CD Review: ‘Rings – Il Decimo Anello’
CD REVIEW: Arturo Stàlteri, ‘Rings – Il Decimo Anello’, Materiali Sonori Records, 2003
By Chris Seeman:
To the English-speaking world, Italy remains very much the terra incognita for Tolkien-inspired music. Boasting a spectrum that embraces traditions as disparate as nationalist rock and avant garde jazz, Italia is home to no fewer than twenty-eight Tolkien-inspired artists. The most recent addition to this growing edifice is classically trained pianist Arturo Stàlteri, whose concept CD, ‘Rings – Il Decimo Anello’, has just hit the stores.
“Unfortunately, the nine rings given to men by the Dark Lord in the past devastated their souls,” remarks Stàlteri, explaining the title’s subtext, “it is my hope that the new peoples in the future can forge a tenth that will perpetually renew love and respect amongst all the creatures of this living earth.” ‘Il Decimo Anello’ delivers on this promise with an array of fifteen (principally instrumental) meditations upon LotR.

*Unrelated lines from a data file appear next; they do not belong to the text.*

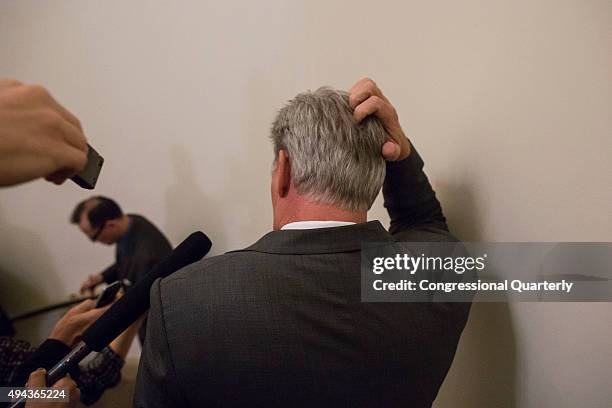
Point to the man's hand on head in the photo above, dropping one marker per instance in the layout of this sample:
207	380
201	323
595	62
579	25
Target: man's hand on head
367	99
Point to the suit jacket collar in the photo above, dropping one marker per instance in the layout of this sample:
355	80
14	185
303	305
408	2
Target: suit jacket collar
320	240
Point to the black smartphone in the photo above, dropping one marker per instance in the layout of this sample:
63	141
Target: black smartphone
88	177
108	294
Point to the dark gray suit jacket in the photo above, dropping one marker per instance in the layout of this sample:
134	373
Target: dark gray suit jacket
281	324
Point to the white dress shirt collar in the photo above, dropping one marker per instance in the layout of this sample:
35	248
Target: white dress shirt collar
315	224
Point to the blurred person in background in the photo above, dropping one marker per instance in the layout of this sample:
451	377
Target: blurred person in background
139	245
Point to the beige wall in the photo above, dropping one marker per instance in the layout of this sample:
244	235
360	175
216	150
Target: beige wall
508	102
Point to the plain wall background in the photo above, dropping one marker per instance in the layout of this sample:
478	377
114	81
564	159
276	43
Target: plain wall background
507	101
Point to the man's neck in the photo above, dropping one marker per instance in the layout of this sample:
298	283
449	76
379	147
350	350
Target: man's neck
310	211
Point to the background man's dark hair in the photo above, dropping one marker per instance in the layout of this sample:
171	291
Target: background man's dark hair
100	209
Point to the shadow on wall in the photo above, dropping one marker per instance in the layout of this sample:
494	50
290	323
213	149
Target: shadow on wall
26	267
186	201
483	373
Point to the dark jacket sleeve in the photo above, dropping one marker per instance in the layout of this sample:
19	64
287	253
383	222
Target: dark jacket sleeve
157	383
409	198
99	374
110	273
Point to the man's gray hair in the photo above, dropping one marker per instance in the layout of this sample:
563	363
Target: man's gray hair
334	160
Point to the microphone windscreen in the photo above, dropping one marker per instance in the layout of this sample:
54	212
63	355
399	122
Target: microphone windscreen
136	301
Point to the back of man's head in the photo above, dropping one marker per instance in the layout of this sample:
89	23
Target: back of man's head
334	160
99	209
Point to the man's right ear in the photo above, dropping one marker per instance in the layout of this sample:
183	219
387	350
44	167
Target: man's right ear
283	174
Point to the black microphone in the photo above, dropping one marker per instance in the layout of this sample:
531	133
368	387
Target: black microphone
130	307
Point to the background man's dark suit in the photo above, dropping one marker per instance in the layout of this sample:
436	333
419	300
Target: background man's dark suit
281	324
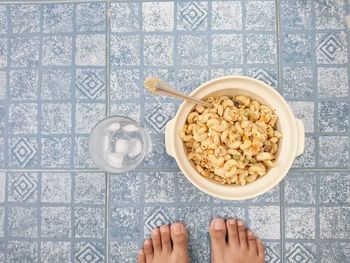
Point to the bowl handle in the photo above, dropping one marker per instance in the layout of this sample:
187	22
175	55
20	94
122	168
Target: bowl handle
169	135
301	137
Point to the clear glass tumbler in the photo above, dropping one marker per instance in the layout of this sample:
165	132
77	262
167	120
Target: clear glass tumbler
118	144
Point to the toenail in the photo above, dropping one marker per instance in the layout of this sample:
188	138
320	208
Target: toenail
177	228
218	224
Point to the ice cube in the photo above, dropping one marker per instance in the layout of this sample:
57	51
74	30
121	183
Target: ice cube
115	159
114	127
130	128
135	147
121	146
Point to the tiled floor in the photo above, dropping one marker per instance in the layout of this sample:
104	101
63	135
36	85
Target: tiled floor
66	65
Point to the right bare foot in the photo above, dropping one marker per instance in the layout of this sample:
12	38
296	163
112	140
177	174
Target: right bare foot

A true musician resists the temptation of reducing his art to a mere vehicle of personal promotion. Stàlteri shows his quality in this regard by sharing the spotlight – indeed, yielding it in many cases – to a fellowship of virtuosos who coalesce into a richly textured ensemble. Stàlteri’s piano establishes the rhythmic foundation for a variety of strings and woodwinds (some of medieval or renaissance origin) to create a warm, robust sound that is both unfamiliar and attractive.
With the exception of two lyrical pieces sung (in English and Italian) by Jenny Sorrenti, ‘Rings’ presents itself as something akin to a gallery of impressionist painting, focusing upon broad contours rather than a precise narrative. Stàlteri accents this original collection with a striking new rendition of Bo Hansson’s “The Old Forest,” a track from the latter’s pioneering 1970 concept album, ‘Sagan om ringen’.
This ‘hommàge’ suggests a not unfitting comparison between the two works. Both are unique in their instrumentation, arrangement and underlying spirit. The first has become a milestone in the history of Tolkien-inspired music; the second deserves no less.